The Yooks and Zooks were those two warring tribes in Dr. Seuss's The Butter Battle Book. The Yooks ate their bread with the butter-side up. The Zooks preferred theirs butter-side down. (Assholes.) This caused a serious rift not unlike many of our own in the fully dimensional world. And while we haven't quite reached Seussian apocalypse, we are divided Americans in almost every way. By political affiliation. By race and gender. By class and religion. By Sanjaya and matters as frivolous as breakfast food. As much as we claim to crave consensus (hey, we even let our Supreme Court elect us a uniter!), our default setting seems to be "schism." We want different things, we pursue different paths, we act as a bundle of separate confederacies, coalescing around our narrow passions and sniping at the other clans dotting our cultural war zone. We can't consolidate behind a shared interest 99 times out of 100!

...Except when it comes to those gadgets.

We LOVE gadgets. Love, double love gadgets. And I mean everyone. There was, like, one guy in the past thirty years who didn't like gadgets, and that was the Unabomber. Everyone else: very much on board with gadgets. If Radio Shack launched a candidate and sponsored his support with gift certificates, electoral results would look downright North Korean. Gadgets are for everyone, because everyone has his or her gadgetrical niche (technical term).

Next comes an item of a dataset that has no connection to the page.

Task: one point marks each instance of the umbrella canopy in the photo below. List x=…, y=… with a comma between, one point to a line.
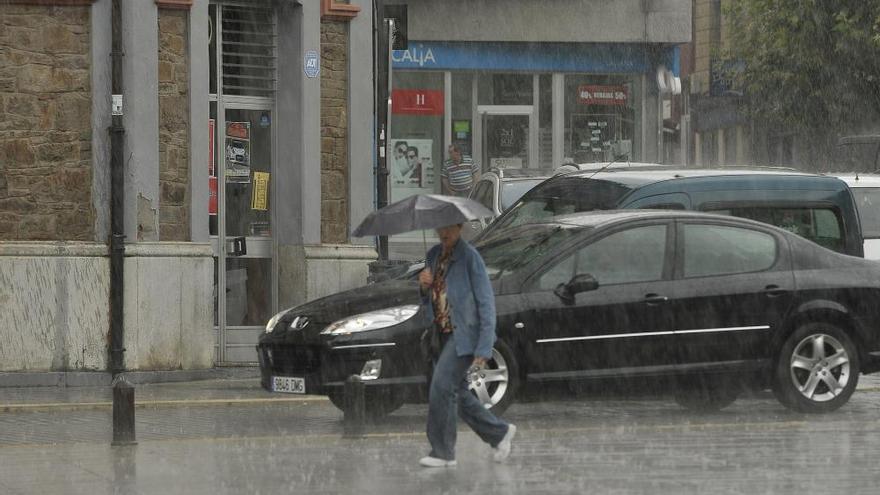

Our love doesn't have to come from a place of know how or technical expertise. That's the point. We don't know a thing! But we like pretending that we do. And we like machines -- however simple, however complicated -- that smooth over our mistakes. Gadgets are suited for the deficient. And for everything! What do you like to do? Fish? Golf? Garden? Bowl? Cook? Ski? Knit? Drive? Sleep? Breathe? There's a gadget out there waiting to find you. There are a thousand gadgets out there waiting to find you.

There are two or three magazines dedicated just to your hobby's gadgets. There are Web sites debating those gadget's merits. There are 1800 used ones on eBay right now, just waiting.

So as I was saying... there's a problem. Gadgets: not always so great. In fact: gadgets are decidedly un-great. For one thing, they're expensive. They also consume a ton of energy -- not just the world's but our own personal reserves. They wind up costing us at least as much time as they save. They break. Oh, and they enable our obsessive multi-tasking, which serves to truncate our attention spans and our real lives. And they're almost instantly obsolete. Did I say they complicate our lives? If we were handed Occam's razor in 2008, we'd probably add eight blades and a motor, make the damn thing run real-time NASDAQ updates and tell us when our water is boiled.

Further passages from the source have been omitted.